Feel it, accept it and let it go.
As I move into my 38th year—ever so much closer to 40 than 35 was—I foresee this mantra filling my days. Life isn’t going be stress-free. Misfortune, heartache and loss are all things I have grown to expect. The worst thing I can do is push away the bad feelings. The best thing I can do is acknowledge them, feel the hell out of them, then set them free.
This is the spiritual, Zen-like way of saying that as I get older, I don’t give one single fuck about so many of the things that used to get me totally bent out of shape.
Here’s what rocks about getting older, and what I hope to see more of as I enter my 40s:
1. I know what I want. From what kind of underwear I feel most comfortable in (boy shorts, size medium) to how I like to spend a Saturday night (in bed with a book, or with my husband, curled up watching a movie), I know what I like and what I want. I don’t need to try to be someone else or to conform to some image I have of myself. I know my shortcomings, I know my strengths, and I know my preferences. Really, it doesn’t take much to make me happy (some vegan mint chocolate chip ice cream will do just fine).
2. I know what I don’t want, and I’m not afraid to say it. Nope, I have no interest in seeing a horror movie ever, and I’m not going to make myself try to sit through one. If you want to get in touch with me, please text or email (I hate talking on the phone). And kids, Mommy prefers to eat her dinner in peace. She will serve you the food, clean up and then retreat to the den and enjoy a hot meal alone, thankyouverymuch.
3. When life gets tough, I know how to cope. I’ve recently been “coming out” as an anxiety sufferer, and it’s been really freeing to say it out loud. I used to just hope my anxious tendencies would go away, but I have realized that it is just part of who I am. I have amassed a whole slew of coping mechanisms to get through, including writing, which I recommend to anyone who suffers from anxiety, even if you don’t want to write professionally. I keep my therapist’s number on speed dial and a prescription for Xanax in my back pocket.
4. I accept my body. This was something that slowly and happily crept up on me over the past few years. Sure, I wish my body were tighter in some places, and I’d like to get rid of the five pounds I gained last winter, but I know what kind of body I am destined to have.
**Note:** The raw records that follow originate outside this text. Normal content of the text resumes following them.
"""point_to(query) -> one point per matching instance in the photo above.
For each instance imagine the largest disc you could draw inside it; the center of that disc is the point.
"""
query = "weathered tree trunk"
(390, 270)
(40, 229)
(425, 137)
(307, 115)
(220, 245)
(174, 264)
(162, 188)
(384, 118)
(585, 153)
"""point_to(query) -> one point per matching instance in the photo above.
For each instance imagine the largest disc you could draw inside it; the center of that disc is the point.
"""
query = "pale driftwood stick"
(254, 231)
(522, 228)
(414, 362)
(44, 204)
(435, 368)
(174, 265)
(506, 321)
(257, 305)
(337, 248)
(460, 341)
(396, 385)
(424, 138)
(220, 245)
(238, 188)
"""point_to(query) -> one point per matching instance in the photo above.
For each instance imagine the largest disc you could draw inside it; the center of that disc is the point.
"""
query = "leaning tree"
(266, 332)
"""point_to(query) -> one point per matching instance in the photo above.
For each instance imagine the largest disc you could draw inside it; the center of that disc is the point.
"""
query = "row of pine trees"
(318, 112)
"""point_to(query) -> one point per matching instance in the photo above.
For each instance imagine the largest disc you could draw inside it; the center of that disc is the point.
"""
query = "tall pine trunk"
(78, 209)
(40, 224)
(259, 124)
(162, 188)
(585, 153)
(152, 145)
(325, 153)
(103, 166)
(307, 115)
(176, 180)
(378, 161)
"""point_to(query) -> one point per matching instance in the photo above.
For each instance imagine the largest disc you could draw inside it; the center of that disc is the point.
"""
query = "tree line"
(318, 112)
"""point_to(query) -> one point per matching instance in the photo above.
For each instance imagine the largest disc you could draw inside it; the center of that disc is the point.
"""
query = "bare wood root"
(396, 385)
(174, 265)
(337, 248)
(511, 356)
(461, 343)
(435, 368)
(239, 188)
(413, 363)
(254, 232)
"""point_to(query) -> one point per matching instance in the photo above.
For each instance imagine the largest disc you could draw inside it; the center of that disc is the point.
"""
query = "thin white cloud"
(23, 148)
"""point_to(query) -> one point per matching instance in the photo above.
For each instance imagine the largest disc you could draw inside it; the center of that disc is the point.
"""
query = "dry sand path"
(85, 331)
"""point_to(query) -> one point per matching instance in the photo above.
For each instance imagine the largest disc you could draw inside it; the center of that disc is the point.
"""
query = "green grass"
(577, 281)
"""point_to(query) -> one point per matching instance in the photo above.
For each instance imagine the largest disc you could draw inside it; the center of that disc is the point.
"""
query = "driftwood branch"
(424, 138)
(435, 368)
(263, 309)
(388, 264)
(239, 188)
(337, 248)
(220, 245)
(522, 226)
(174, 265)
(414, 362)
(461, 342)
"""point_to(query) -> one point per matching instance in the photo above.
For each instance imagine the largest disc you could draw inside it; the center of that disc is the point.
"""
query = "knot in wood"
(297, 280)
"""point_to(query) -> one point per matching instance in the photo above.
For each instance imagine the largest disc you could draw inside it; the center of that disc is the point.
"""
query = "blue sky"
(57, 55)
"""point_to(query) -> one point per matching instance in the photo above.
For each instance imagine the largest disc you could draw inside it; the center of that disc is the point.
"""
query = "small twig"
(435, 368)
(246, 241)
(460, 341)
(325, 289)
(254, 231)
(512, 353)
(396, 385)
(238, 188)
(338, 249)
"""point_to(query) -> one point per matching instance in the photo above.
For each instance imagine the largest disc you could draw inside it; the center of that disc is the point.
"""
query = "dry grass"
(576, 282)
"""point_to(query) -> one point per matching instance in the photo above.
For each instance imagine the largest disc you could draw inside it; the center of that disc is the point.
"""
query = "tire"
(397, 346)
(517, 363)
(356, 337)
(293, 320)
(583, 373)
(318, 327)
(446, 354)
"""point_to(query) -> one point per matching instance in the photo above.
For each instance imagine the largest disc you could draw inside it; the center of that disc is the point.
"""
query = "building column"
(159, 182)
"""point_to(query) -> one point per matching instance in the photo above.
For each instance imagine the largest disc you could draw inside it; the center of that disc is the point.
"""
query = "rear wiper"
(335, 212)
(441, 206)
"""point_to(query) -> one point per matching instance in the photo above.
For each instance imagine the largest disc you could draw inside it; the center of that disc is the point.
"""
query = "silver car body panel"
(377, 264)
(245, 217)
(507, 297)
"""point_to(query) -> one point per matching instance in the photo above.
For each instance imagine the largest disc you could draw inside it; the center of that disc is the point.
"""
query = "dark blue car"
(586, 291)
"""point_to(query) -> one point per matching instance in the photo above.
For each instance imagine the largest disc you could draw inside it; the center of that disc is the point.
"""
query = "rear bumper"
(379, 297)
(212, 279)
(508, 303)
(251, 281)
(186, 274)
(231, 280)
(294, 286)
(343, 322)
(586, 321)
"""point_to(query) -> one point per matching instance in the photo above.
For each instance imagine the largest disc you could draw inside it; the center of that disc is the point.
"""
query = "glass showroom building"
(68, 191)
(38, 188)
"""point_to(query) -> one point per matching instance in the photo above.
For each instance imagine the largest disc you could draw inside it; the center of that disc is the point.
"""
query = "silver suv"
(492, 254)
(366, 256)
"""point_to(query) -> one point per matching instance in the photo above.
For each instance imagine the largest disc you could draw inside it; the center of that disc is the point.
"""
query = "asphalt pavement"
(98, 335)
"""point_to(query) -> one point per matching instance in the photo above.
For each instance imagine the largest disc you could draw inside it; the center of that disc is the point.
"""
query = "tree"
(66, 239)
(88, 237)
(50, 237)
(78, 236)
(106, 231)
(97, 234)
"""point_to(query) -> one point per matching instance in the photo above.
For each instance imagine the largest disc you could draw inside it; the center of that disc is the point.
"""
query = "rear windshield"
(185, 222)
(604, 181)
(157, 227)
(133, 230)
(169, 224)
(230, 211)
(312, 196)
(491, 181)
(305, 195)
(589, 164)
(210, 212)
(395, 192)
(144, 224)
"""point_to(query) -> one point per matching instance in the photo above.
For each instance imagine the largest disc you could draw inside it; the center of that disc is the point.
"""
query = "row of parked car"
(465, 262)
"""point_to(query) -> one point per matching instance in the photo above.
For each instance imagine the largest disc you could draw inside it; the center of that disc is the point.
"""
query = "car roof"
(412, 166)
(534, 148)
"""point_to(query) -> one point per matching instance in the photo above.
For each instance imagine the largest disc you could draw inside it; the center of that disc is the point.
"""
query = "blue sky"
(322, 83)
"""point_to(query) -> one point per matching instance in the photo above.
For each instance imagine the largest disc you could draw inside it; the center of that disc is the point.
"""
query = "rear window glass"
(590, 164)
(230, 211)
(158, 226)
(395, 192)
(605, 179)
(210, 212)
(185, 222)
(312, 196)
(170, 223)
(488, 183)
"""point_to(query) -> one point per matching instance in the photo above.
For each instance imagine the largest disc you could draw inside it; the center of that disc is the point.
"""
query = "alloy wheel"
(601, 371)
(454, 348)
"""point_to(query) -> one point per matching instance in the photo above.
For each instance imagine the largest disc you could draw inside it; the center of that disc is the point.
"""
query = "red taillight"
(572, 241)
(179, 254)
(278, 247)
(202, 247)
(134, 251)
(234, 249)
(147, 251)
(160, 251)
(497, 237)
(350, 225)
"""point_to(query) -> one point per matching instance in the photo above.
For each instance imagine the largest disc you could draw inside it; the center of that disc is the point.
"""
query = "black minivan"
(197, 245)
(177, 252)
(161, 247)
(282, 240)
I am never going to be thin—that just isn’t in my genetics. I know what I need to do to be healthy and of a reasonable weight. And that’s what it is. I have no illusions like I did when I was younger. I’m done with crash diets and 30-day burns. It’s all about acceptance and health at this point in my life.
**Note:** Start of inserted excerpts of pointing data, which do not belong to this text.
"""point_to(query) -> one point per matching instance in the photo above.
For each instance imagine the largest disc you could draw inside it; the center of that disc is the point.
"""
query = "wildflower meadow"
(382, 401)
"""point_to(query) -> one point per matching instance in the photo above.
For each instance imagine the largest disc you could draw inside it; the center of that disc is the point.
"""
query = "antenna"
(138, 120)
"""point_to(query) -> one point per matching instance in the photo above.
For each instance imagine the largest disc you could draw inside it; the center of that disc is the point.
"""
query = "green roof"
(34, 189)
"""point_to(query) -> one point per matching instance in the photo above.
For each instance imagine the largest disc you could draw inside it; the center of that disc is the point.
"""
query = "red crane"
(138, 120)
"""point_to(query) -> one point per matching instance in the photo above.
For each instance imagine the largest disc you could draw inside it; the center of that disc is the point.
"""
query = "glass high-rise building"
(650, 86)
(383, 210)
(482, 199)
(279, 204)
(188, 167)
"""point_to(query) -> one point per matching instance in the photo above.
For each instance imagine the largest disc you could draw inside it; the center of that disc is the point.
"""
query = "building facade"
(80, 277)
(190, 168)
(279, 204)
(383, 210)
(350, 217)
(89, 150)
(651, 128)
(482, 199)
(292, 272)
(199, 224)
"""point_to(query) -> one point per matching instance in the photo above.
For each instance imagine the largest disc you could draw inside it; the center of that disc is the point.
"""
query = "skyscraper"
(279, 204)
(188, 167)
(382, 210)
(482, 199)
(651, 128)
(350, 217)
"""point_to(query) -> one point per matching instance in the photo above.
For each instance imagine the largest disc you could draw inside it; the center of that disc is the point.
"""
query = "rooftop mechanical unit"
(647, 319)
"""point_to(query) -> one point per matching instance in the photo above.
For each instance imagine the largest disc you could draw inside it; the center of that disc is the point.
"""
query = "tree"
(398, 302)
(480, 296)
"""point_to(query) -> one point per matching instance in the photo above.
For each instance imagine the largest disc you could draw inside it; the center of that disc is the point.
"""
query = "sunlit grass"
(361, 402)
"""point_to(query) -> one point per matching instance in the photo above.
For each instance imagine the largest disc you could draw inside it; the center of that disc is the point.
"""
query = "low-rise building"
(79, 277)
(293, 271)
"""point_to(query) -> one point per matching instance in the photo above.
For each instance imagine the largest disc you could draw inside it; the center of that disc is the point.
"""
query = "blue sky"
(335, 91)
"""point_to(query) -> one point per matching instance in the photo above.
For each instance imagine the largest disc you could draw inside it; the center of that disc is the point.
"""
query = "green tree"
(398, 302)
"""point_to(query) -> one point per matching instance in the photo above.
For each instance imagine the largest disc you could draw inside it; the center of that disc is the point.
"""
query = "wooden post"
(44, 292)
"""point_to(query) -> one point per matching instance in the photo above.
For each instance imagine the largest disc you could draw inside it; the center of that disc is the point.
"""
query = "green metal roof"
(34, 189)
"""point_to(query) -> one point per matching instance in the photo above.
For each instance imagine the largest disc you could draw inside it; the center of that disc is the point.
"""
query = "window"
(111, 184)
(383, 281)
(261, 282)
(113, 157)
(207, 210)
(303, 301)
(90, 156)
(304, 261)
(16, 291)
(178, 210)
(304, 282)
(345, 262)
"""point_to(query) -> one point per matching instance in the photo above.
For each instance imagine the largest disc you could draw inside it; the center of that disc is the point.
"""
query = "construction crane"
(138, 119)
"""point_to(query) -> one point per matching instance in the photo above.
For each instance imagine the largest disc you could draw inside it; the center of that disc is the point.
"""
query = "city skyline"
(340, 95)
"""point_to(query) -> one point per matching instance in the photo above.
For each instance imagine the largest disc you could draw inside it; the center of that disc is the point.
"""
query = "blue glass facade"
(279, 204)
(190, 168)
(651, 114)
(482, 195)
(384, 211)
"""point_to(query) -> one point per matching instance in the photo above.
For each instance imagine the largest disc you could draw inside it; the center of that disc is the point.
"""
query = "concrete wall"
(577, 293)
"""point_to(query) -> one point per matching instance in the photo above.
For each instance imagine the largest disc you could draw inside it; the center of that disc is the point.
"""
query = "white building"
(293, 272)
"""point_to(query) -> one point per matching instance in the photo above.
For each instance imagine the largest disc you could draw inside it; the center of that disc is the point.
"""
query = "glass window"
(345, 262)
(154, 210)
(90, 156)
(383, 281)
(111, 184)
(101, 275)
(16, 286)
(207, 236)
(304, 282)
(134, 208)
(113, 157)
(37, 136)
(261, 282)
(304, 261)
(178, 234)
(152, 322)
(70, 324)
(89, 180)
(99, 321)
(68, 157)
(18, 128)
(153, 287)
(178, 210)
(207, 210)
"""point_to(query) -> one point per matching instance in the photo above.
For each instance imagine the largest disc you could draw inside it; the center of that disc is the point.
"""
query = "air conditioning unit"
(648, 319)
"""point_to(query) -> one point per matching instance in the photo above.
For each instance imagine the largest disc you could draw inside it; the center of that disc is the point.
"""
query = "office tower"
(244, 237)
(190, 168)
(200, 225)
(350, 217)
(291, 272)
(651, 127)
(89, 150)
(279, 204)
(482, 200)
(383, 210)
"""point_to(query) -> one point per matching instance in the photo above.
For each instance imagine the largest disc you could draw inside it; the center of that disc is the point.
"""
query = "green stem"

5. Perfection is overrated. I used to have lots of dreams for how I thought things should be when I “grew up.” Now, I can’t deny that I have officially grown up, and although I’m blessed in many ways I never imagined, that old picture-perfect image just isn’t the reality. I have a good husband and two healthy kids, but I don’t have the material things I thought I would by this age. We rent our home, we can’t afford vacations, and we’re still driving the tiny Honda Civic we were gifted when we got married 14 years ago. But as imperfect as all that is, I have learned that perfection is highly overrated; the idea of “having it all” is a total myth; and the real key to life is to count your blessings and make the best with what you have.
Lately, each year seems to be better than the last, and as much as I’m dreading more gray hairs, perimenopause and creaky bones, I’m looking forward to hitting the big 4-0. For me, getting older is all about resilience, relinquishment and kicking ass. I’ll take it.